Nel caso di quella mia parente,anche se non mi rende particolarmente orgoglioso dire che siamo parenti,per quel che mi riguarda io di parenti ne ho tre in tutto,con due dei quali non mi trovo affatto in sintonia,racconto brevemente la storia.
L'azienda si occupava di trasporti e da una decina d'anni ha iniziato ad andare male.
Il titolare,che sicuramente avrà avuto qualcosa per cui rimproverarsi,avrebbe potuto dato che i soldi non gli mancavano chiudere nel momento stesso in cui si è reso conto che l'attività non era più remunerativa.
Per capirci non si trattava dell'imprenditore stereotipato che viaggia in Porsche e delega tutto ai dipendenti,lavorava fianco a fianco coi suoi dipendenti.
Ha pensato che la situazione potesse risollevarsi e poi avendo più di 20 dipendenti sarà stato anche per non lasciarli a piedi che ha deciso di restare in attività,non voglio descriverlo come un buon samaritano ma bene o male ha tenuto presente che da lui dipendevano molte famiglie quindi ha cercato di fare il proprio e anche il loro interesse.
Tra i suoi dipendenti ci saranno state sicuramente tante persone oneste e instancabili,ma anche delle mele marce,che si assentavano il più possibile dal lavoro contribuendo probabilmente a far perdere clienti all'azienda,e alcuni avevano anche la pessima abitudine di far sparire dai camion i prodotti.
Decindendo di rimanere in affari ha finito per indebitarsi,ma almeno alcuni dei suoi dipendenti sono riusciti ad arrivare all'età pensionabile,altrimenti se avesse chiuso dieci anni fa' credo che avrebbero avuto non poche difficoltà a trovare un impiego superati i cinquanta.
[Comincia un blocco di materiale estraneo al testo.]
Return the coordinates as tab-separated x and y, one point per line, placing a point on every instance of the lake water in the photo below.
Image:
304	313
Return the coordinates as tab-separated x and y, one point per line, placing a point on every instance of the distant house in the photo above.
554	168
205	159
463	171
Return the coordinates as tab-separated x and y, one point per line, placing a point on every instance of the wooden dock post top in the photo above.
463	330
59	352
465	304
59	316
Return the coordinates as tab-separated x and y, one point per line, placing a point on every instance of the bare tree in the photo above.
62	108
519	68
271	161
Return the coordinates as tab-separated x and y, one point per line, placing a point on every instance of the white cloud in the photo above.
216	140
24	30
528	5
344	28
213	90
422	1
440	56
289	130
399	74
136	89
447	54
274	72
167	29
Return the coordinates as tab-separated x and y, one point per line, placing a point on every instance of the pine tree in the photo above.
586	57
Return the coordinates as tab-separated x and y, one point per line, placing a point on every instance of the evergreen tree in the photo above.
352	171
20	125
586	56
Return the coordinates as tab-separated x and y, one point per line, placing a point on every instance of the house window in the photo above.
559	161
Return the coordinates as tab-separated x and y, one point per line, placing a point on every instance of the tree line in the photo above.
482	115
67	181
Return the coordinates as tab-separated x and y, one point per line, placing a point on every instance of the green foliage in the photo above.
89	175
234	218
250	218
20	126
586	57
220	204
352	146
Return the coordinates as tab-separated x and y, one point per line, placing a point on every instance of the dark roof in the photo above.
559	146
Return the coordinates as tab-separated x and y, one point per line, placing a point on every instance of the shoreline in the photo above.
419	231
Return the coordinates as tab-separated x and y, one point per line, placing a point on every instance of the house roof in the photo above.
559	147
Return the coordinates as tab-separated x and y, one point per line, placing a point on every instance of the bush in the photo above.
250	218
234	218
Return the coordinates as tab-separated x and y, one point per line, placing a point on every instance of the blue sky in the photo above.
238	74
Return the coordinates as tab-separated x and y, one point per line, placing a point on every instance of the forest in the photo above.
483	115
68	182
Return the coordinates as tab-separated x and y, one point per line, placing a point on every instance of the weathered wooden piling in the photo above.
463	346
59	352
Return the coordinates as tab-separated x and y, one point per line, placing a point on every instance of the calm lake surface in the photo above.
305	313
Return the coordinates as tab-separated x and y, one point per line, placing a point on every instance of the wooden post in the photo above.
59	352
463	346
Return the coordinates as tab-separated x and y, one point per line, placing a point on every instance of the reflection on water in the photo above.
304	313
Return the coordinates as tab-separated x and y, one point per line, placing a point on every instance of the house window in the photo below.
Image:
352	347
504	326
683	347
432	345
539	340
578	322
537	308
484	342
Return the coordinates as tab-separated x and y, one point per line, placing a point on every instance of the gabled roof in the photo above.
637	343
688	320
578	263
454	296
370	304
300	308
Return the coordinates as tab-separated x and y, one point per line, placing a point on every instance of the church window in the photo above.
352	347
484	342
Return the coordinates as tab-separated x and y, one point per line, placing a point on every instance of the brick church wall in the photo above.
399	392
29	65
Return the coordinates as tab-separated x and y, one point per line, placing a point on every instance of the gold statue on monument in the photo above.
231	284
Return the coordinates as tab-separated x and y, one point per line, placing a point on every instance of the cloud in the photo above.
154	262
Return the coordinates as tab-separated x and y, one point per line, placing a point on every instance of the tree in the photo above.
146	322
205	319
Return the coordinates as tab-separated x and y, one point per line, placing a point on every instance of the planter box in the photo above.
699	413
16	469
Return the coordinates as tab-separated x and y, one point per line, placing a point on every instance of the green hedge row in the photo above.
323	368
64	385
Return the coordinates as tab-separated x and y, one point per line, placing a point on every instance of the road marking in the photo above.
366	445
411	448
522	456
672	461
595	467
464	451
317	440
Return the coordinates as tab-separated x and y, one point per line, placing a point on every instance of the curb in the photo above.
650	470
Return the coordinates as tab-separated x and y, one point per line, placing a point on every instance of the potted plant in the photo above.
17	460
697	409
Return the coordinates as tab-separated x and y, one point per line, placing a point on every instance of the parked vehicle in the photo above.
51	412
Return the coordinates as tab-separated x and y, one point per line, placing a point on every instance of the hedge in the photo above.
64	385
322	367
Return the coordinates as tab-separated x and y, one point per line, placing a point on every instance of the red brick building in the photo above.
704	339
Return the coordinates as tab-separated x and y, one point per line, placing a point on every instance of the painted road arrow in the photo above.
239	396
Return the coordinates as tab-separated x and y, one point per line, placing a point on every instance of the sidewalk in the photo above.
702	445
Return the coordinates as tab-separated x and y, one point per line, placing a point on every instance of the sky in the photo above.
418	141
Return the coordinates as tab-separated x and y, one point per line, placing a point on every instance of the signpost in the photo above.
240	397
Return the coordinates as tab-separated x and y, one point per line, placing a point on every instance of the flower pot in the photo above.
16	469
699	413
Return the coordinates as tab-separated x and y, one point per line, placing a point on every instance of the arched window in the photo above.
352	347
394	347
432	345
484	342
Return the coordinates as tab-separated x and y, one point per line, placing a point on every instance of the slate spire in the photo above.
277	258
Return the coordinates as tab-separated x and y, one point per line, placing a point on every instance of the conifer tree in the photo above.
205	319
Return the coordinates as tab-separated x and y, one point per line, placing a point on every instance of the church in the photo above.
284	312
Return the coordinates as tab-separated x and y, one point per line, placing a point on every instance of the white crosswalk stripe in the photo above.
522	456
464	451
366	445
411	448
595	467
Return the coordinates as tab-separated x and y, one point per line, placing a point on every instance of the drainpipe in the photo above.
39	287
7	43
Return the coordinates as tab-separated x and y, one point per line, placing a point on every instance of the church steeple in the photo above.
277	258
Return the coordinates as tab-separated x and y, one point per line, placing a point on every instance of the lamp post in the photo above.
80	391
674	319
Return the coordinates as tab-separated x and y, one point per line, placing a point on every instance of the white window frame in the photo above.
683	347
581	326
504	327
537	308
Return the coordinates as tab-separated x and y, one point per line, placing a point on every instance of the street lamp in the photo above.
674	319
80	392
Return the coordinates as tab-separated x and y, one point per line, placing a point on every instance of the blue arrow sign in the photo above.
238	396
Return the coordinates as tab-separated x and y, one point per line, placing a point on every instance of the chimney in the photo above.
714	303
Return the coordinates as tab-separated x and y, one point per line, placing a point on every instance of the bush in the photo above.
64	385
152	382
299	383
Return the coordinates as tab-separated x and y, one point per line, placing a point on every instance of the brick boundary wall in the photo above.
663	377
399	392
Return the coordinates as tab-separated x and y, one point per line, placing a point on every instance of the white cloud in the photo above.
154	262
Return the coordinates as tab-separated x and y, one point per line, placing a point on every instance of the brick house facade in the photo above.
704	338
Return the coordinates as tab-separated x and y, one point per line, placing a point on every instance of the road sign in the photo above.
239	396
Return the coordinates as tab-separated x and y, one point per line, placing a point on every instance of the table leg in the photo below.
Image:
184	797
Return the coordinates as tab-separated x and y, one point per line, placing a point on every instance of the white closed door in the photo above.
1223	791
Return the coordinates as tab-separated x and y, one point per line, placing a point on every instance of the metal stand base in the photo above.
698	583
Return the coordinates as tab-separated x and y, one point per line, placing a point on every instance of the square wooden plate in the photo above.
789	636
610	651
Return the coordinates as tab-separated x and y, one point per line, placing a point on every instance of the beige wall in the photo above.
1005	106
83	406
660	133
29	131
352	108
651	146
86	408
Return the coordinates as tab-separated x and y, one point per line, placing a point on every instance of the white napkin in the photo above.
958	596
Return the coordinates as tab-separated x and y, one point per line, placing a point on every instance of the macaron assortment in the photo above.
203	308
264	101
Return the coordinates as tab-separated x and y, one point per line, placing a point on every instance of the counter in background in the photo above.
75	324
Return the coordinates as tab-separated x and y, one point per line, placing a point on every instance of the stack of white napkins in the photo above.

Quello che dico io è che dopo il fallimento dell'azienda il titolare è rimasto pieno di debiti,ho sentito dire che gli hanno ipotecato anche la casa,e i dipendenti invece sono caduti in piedi,chi è riuscito a andare in pensione e chi era troppo giovane ma ha avuto mobilità e disoccupazione.
Non voglio criticare gli ammortizzatori sociali servono proprio a questo.
La cosa che mi sconvolge è che alcuni dipendenti,che non hanno certamente tirato la carretta da soli ma anzi negli anni probabilmente hanno scaricato parte del proprio lavoro su altri dipendenti di buona volontà,parlino anche male del datore di lavoro accusandolo di aver mandato in vacca la ditta che loro stessi hanno derubato per anni.
Io sono un lavoratore dipendente ma vedendo la fatica e le preoccupazioni che hanno avuto per tanti anni i miei genitori,artigiani,devo dire che non invidio il mio datore di lavoro che sicuramente guadagna più di me ma è anche esposto a rischi molto maggiori ed è molto meno tutelato.
Io so che se domani,facendo le corna,mi ammalassi o dovessi farmi male sul lavoro avrei delle tutele,che i miei genitori non hanno mai avuto pur lavorando molto più duramente di quanto faccio io.
Non perchè io sia uno che tira i remi in barca ma perchè in confronto al loro il mio mestiere è molto più leggero.